Sunday, July 09, 2006
370 Teachers Dismissed
Allow me to give my standing ovation for the Washington D.C. school system!
They have dismissed 370 teachers for failure to complete their certification as promised. Of course, because of their dramatic action, along with the usual retirements and such, they are now looking at trying to fill around 750 vacancies. Vacancies that could potentially (and probably will) leave some of their classrooms with permanent substitutes throughout the school year (I know that's possible and probable because I've seen it here in Dallas). So why am I so excited over this move?
I am hoping this move is about higher expectations for the teachers of our most precious commodities...the children...our future.
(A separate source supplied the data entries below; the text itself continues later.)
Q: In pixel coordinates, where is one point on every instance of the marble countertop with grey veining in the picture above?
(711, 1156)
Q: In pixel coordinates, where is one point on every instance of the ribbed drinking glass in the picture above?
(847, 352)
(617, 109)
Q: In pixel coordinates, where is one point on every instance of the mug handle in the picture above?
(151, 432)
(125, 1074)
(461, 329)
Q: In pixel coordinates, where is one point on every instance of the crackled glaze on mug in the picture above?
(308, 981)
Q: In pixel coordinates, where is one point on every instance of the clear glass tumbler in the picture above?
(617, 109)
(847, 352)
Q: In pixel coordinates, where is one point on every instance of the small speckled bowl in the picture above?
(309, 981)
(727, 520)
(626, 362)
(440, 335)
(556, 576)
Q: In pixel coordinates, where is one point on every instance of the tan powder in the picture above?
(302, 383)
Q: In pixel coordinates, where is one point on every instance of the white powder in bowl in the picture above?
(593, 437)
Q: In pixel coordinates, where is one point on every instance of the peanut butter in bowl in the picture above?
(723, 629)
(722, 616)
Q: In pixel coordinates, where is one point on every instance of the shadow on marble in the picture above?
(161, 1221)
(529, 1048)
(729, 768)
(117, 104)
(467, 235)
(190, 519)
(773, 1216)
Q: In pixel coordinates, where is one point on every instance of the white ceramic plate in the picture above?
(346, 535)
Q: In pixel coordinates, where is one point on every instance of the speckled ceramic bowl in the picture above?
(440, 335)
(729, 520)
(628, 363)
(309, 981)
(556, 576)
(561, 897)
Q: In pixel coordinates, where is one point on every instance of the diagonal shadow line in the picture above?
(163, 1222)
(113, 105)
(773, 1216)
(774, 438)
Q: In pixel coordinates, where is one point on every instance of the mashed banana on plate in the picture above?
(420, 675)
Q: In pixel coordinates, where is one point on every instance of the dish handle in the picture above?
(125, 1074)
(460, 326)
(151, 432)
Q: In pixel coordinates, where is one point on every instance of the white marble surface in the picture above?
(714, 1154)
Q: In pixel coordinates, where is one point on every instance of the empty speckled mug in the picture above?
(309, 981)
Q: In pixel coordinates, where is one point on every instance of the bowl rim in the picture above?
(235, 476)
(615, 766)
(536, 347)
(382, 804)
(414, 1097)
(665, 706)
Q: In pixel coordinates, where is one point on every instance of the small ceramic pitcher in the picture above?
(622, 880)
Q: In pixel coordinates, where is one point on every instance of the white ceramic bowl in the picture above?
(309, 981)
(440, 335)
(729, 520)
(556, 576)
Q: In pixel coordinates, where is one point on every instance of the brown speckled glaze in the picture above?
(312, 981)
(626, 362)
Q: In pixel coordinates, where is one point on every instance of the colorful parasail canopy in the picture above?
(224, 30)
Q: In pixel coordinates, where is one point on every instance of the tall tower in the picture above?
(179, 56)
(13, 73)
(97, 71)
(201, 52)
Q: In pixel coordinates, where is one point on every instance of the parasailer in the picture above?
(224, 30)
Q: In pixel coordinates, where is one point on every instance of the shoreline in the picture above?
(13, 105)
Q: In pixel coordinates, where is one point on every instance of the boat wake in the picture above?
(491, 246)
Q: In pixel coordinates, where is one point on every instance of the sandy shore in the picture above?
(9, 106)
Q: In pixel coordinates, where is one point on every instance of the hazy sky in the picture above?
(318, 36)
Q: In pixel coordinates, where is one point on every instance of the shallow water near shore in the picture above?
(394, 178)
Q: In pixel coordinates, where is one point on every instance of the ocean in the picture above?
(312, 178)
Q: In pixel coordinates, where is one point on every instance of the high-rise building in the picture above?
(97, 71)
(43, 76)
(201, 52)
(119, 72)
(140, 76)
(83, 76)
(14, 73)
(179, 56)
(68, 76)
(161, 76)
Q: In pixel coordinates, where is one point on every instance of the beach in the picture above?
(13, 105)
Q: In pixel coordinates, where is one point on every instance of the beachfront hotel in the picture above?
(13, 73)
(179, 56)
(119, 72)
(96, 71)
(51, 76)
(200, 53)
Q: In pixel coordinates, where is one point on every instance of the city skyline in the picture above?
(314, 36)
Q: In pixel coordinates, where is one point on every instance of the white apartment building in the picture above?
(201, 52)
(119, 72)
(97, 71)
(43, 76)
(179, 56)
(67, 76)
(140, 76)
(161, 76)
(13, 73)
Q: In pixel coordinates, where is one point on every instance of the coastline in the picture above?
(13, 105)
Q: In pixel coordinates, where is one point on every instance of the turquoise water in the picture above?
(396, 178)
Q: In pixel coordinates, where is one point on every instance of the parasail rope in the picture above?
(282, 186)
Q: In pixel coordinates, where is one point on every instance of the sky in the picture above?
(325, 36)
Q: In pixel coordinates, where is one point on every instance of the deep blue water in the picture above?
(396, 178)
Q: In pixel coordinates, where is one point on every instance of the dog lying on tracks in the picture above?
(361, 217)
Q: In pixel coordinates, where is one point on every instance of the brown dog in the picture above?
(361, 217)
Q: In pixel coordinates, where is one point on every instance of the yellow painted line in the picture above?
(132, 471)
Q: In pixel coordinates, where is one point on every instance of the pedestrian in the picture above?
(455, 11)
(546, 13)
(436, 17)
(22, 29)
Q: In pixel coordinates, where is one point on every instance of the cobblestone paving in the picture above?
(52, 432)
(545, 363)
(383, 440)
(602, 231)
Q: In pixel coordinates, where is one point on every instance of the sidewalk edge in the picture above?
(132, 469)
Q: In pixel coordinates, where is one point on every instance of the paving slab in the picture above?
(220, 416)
Here's the way I see it. The fact that they "dismissed" 370 teachers for not obtaining their certification shows that they are looking for certified (and hopefully, qualified) teachers. Though there may be quite a few certified teachers out there, they do not want to teach. Therefore, the burden is placed on the school to attract certified teachers into the teaching field.
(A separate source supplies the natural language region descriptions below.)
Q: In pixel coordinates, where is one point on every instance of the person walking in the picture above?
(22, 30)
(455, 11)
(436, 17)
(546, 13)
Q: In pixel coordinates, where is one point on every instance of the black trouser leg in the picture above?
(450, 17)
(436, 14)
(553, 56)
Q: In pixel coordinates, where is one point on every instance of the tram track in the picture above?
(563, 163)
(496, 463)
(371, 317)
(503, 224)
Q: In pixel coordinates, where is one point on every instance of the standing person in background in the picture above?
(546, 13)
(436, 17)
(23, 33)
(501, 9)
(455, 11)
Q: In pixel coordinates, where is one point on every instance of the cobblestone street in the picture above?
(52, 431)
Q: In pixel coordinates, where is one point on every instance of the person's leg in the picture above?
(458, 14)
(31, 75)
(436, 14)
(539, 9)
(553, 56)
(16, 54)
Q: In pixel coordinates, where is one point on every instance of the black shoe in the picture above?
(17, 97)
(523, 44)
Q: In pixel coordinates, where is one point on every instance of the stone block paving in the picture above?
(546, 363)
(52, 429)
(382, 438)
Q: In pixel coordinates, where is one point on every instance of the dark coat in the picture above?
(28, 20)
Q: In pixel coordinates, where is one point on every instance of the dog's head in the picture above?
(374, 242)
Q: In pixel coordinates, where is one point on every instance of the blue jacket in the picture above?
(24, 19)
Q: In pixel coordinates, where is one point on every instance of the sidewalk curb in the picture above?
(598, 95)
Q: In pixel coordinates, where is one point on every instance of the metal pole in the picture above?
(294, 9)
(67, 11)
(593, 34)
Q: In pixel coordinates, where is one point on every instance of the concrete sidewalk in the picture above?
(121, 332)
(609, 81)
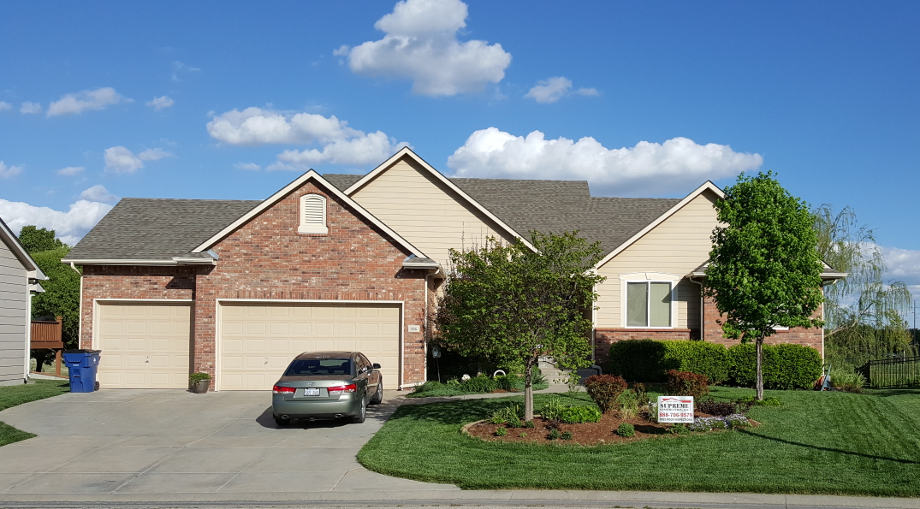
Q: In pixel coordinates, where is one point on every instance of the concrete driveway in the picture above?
(144, 444)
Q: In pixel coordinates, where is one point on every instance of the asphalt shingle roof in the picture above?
(157, 229)
(139, 228)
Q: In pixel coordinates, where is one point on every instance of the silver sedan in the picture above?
(327, 385)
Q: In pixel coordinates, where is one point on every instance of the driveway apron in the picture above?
(135, 444)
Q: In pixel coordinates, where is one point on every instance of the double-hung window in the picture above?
(648, 304)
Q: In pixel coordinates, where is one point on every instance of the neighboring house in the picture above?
(19, 279)
(237, 288)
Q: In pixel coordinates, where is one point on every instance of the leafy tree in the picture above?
(62, 289)
(764, 269)
(511, 304)
(864, 314)
(39, 239)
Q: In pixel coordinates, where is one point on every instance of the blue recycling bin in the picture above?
(82, 366)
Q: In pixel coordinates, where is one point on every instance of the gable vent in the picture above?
(313, 214)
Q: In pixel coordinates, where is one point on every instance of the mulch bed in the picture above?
(589, 433)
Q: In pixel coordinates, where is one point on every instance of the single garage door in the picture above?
(144, 345)
(259, 340)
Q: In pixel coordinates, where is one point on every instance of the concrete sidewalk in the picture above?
(168, 448)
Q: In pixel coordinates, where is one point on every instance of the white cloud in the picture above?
(70, 226)
(71, 170)
(71, 104)
(421, 45)
(30, 108)
(7, 172)
(337, 142)
(255, 126)
(121, 160)
(98, 193)
(180, 70)
(648, 169)
(159, 103)
(365, 149)
(153, 154)
(555, 88)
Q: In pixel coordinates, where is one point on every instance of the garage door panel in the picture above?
(255, 360)
(144, 344)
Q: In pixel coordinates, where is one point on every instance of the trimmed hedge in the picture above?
(648, 360)
(786, 366)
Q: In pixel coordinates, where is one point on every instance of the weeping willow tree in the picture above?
(864, 316)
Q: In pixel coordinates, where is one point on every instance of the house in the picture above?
(19, 279)
(237, 288)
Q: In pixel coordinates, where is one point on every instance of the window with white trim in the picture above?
(648, 304)
(313, 214)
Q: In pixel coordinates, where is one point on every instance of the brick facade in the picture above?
(603, 338)
(267, 259)
(711, 331)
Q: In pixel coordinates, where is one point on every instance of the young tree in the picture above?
(513, 305)
(39, 239)
(864, 315)
(764, 270)
(62, 289)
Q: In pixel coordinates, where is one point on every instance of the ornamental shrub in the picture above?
(648, 360)
(685, 383)
(626, 429)
(785, 366)
(481, 383)
(712, 407)
(579, 414)
(552, 409)
(604, 390)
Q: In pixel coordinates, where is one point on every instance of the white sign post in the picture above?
(675, 409)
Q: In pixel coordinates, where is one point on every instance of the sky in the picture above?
(233, 100)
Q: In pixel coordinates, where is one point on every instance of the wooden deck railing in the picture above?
(49, 335)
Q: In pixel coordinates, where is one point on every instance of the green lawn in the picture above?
(816, 442)
(13, 395)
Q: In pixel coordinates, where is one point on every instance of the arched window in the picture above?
(313, 214)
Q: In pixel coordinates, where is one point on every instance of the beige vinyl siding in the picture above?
(424, 211)
(14, 315)
(677, 246)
Here's what I think could be good: Because the pool is so small, maybe they will have to increase teachers' salaries to attract more people. As word gets out that education is a valued field--demonstrated by the quality of educators they seek out and the amount of salary they offer--other people may be willing to choose education as a field of study. As the pool of educators increase, it creates competition. The employer no longer has to accept whatever he/she is given. They can ask for higher qualifications. For the potential educator, knowing that there are others who will be competing for the same job causes them to work harder and ensure they meet a higher standard of excellence.
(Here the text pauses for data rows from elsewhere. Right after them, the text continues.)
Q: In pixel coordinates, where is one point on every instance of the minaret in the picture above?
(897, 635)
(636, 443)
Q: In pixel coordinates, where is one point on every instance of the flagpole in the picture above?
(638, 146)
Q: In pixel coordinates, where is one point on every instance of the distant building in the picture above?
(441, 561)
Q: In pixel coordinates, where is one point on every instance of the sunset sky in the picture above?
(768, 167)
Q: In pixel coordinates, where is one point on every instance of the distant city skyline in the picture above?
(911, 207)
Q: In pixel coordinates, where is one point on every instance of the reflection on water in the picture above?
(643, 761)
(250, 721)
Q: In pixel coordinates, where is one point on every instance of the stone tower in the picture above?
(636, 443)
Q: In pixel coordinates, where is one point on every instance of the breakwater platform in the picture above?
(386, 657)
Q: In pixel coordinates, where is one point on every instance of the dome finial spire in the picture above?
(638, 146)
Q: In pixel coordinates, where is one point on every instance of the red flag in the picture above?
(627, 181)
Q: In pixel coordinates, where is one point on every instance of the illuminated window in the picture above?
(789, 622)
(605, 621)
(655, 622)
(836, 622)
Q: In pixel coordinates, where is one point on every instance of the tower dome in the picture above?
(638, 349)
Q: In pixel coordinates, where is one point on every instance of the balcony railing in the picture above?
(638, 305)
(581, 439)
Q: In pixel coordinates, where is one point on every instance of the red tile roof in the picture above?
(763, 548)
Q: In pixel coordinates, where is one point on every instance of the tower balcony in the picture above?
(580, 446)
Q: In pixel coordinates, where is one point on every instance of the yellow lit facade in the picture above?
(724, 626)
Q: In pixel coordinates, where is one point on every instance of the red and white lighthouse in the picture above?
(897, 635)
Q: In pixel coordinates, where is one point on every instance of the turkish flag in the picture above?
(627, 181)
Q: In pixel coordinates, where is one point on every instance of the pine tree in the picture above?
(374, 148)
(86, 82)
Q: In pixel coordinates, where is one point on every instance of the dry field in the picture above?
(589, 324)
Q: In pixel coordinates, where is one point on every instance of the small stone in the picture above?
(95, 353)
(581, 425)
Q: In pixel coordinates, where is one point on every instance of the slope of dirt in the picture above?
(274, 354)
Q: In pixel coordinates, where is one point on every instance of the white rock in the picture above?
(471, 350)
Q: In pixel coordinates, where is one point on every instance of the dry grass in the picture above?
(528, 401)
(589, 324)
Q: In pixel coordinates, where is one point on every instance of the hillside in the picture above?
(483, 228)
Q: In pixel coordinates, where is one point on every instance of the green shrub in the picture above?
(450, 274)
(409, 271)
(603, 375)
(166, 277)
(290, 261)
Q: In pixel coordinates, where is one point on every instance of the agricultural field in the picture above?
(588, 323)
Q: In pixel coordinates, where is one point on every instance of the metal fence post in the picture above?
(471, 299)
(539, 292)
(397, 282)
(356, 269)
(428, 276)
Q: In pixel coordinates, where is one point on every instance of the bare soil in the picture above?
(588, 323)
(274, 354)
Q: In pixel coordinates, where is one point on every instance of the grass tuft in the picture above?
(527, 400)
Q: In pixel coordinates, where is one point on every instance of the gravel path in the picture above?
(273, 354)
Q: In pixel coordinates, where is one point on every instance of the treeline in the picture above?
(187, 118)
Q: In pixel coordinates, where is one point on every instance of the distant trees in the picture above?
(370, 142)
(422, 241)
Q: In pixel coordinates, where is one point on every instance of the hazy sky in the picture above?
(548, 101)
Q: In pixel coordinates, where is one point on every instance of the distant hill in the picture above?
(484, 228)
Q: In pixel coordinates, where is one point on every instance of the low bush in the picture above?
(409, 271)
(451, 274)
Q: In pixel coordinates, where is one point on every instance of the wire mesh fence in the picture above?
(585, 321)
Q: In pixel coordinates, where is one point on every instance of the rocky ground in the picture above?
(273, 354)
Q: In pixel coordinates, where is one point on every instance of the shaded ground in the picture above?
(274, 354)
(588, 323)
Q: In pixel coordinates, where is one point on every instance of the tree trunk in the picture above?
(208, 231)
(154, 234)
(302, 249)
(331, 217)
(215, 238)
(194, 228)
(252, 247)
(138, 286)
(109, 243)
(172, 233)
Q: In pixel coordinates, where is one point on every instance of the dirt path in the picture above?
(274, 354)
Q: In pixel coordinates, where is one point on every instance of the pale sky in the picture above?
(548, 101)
Law firms don't take just anyone off the street because they have to. People who go into law know that it is a rigorous field with high expectations. They know they will have to compete for jobs against other lawyers. They know their degree, along with their abilities in the courtroom or at the negotiating table, will be what determines whether or not they get the job. Why do we not have these same expectations for the teachers of our future leaders?
It's going to take more than just Washington D.C. to change the face of teaching. It's going to take other cities as well. It's also going to take "we, the people." In order for dramatic change to occur, we must be willing to pay for the increases. We must be willing to seek out the good for all children...not just the children in our own child's school. Maybe if we sought out this change we could create a system where people wouldn't feel the need to spend thousands of dollars on private schools. Their money could then be put back into neighborhood schools where all children attended...together. Maybe it's a pipe dream. But my hope is that Washington D.C. is starting something that will get other cities and school districts thinking about expecting more from their teachers as well.